Trump tritt gegen Biden nach
Allerdings könnte die Geschichte in diesem Wahlkampf ein schlechter Ratgeber sein. Denn auch Donald Trump ist ein fast einzigartiges Phänomen. Im Grunde ist er ein schwacher Kandidat. Gemäss einer aktuellen YouGov-Umfrage lag Trump gegenüber Biden zwar in allen wichtigen Swing States in Führung. Bei den Senatswahlen in diesen Gliedstaaten sieht es indes anders aus. In diesen Rennen führen überall die demokratischen Kandidaten. Nicht Bidens politische Inhalte schienen deshalb sein grösstes Problem zu sein, sondern seine zunehmende Gebrechlichkeit.
Genau gleich wie Biden ist der 78-jährige Trump bei einer Mehrheit der Amerikaner unbeliebt. Ungefähr ein Drittel seiner eigenen Partei hätte sich einen anderen Kandidaten gewünscht. Auch wenn viele Konservative es nicht öffentlich sagen, machen auch sie sich Sorgen um die amerikanische Demokratie und das transatlantische Bündnis, sollte Trump ins Weisse Haus zurückkehren.
Die 59-jährige Harris könnte den Amerikanern den Generationenwechsel anbieten, den sich alle wünschen. Vor allem wenn sie sich etwa einen noch jüngeren, moderaten und weissen Mann wie den Gouverneur von Pennsylvania, Josh Shapiro, zur Seite stellen würde, könnte sie damit eine breite Wählerschicht ansprechen. Sie mag vielleicht nicht die stärkste Kandidatin sein, aber um Trump zu schlagen, könnte es womöglich dennoch reichen. Biden pflegte selbst zu sagen: «Vergleicht mich nicht mit dem Allmächtigen, vergleicht mich mit der Alternative.»

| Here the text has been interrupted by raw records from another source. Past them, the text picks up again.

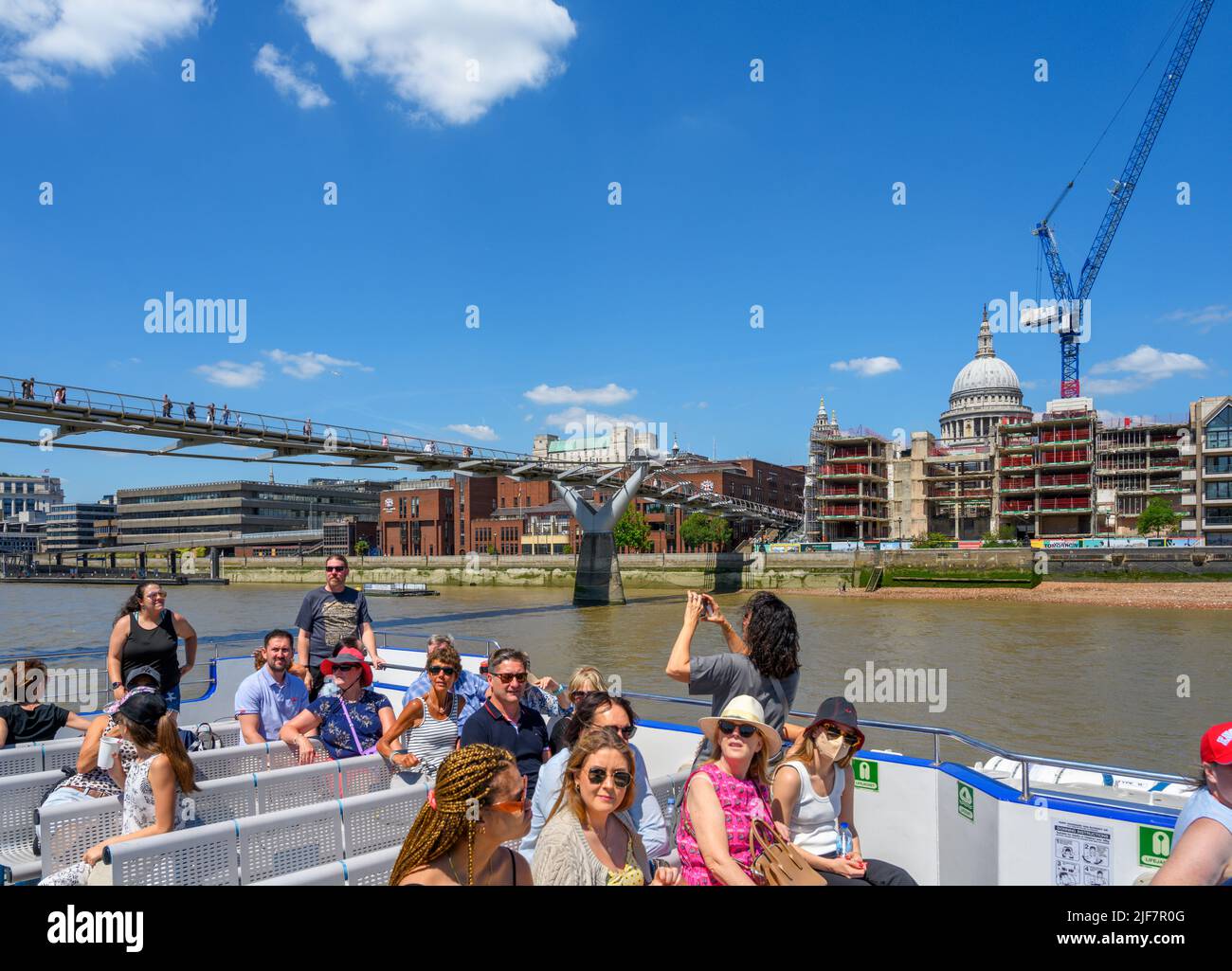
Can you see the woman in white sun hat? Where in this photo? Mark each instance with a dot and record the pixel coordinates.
(726, 795)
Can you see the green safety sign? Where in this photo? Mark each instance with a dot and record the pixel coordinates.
(966, 801)
(865, 774)
(1154, 845)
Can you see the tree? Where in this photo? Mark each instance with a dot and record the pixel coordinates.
(932, 541)
(632, 532)
(700, 529)
(1005, 536)
(1157, 517)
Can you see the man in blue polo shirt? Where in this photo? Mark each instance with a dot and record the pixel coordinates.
(505, 722)
(267, 697)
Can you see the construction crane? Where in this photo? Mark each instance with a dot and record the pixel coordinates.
(1068, 315)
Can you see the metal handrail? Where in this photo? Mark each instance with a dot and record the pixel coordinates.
(940, 732)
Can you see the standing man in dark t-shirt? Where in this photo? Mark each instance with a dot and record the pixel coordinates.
(505, 722)
(329, 614)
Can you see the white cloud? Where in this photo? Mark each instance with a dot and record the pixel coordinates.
(309, 364)
(867, 366)
(480, 433)
(275, 65)
(233, 375)
(44, 40)
(1140, 369)
(607, 394)
(447, 60)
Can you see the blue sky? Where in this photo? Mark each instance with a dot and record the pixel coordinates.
(494, 192)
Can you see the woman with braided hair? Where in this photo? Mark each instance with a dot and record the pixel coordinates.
(479, 803)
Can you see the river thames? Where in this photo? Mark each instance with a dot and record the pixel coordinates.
(1077, 681)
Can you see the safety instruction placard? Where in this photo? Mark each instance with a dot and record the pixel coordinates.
(1082, 855)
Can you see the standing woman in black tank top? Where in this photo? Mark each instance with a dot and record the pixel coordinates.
(147, 634)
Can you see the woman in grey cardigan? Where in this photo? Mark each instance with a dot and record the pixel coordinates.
(589, 838)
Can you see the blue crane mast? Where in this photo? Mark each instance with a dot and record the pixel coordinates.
(1071, 302)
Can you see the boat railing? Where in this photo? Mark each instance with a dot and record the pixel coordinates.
(937, 733)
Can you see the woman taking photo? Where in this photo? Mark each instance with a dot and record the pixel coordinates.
(813, 798)
(147, 634)
(152, 785)
(353, 721)
(480, 802)
(762, 660)
(725, 796)
(589, 839)
(431, 720)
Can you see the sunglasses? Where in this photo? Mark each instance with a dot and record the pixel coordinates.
(621, 778)
(833, 731)
(516, 806)
(747, 731)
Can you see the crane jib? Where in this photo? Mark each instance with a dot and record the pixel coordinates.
(1121, 193)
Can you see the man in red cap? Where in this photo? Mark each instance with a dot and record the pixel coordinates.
(1204, 855)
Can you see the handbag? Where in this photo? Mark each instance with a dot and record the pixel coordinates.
(779, 861)
(355, 737)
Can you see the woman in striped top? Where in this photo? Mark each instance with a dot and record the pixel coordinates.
(430, 722)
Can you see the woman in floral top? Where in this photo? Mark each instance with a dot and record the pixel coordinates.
(353, 721)
(725, 796)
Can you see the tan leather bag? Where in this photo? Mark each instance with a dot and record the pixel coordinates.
(779, 861)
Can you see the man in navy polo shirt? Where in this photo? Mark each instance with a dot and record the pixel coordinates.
(504, 721)
(267, 697)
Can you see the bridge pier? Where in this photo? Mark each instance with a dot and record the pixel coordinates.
(598, 581)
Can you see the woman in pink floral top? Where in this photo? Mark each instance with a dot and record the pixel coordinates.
(725, 796)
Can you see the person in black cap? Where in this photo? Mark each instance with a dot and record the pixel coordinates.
(813, 798)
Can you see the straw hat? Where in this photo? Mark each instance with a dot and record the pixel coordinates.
(744, 709)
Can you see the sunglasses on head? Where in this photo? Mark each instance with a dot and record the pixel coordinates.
(747, 731)
(598, 777)
(833, 731)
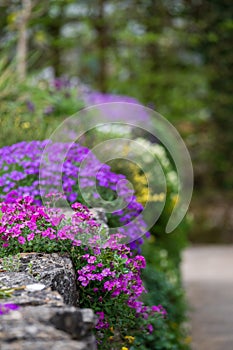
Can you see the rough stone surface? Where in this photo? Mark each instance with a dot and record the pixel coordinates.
(53, 270)
(44, 319)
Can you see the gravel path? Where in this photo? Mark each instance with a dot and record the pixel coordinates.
(208, 278)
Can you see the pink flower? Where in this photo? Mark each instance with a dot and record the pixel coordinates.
(30, 237)
(21, 240)
(91, 259)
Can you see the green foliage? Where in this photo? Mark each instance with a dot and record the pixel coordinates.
(162, 280)
(33, 109)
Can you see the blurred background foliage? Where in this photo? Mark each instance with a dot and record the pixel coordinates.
(174, 56)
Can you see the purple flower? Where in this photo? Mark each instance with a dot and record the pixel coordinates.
(5, 308)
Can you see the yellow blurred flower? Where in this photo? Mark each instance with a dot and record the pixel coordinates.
(25, 125)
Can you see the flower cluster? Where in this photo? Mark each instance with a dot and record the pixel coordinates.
(6, 308)
(44, 228)
(20, 164)
(107, 271)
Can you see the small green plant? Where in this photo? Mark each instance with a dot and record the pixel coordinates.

Auch Trump muss sich nun in seinem Wahlkampf neu orientieren. Es ist kein Geheimnis, dass er und sein Team wünschten, dass der greise Biden im Rennen bleiben möge. Bevor er aber in die Zukunft blickte, teilte Trump nochmals gegen Biden aus. Dieser sei nie wirklich fit gewesen, um Präsident zu sein, schrieb er in einem Spendenaufruf. «Das Washingtoner Establishment, die Amerika hassenden Medien und der korrupte tiefe Staat taten alles, um Biden zu schützen, aber er zog sich gerade auf völlig schändliche Weise aus dem Rennen zurück.»
Biden dürfte bestimmt noch lange brauchen, um diese persönliche Niederlage zu verarbeiten. Sollte Trump im November gewinnen, wird man ihn künftig dafür mitverantwortlich machen. Im Rückblick erweist es sich als grosser Fehler, dass er nach den Zwischenwahlen vor zwei Jahren nicht bereits auf die Wiederwahl verzichtet und den Weg für die nächste Generation frei gemacht hat.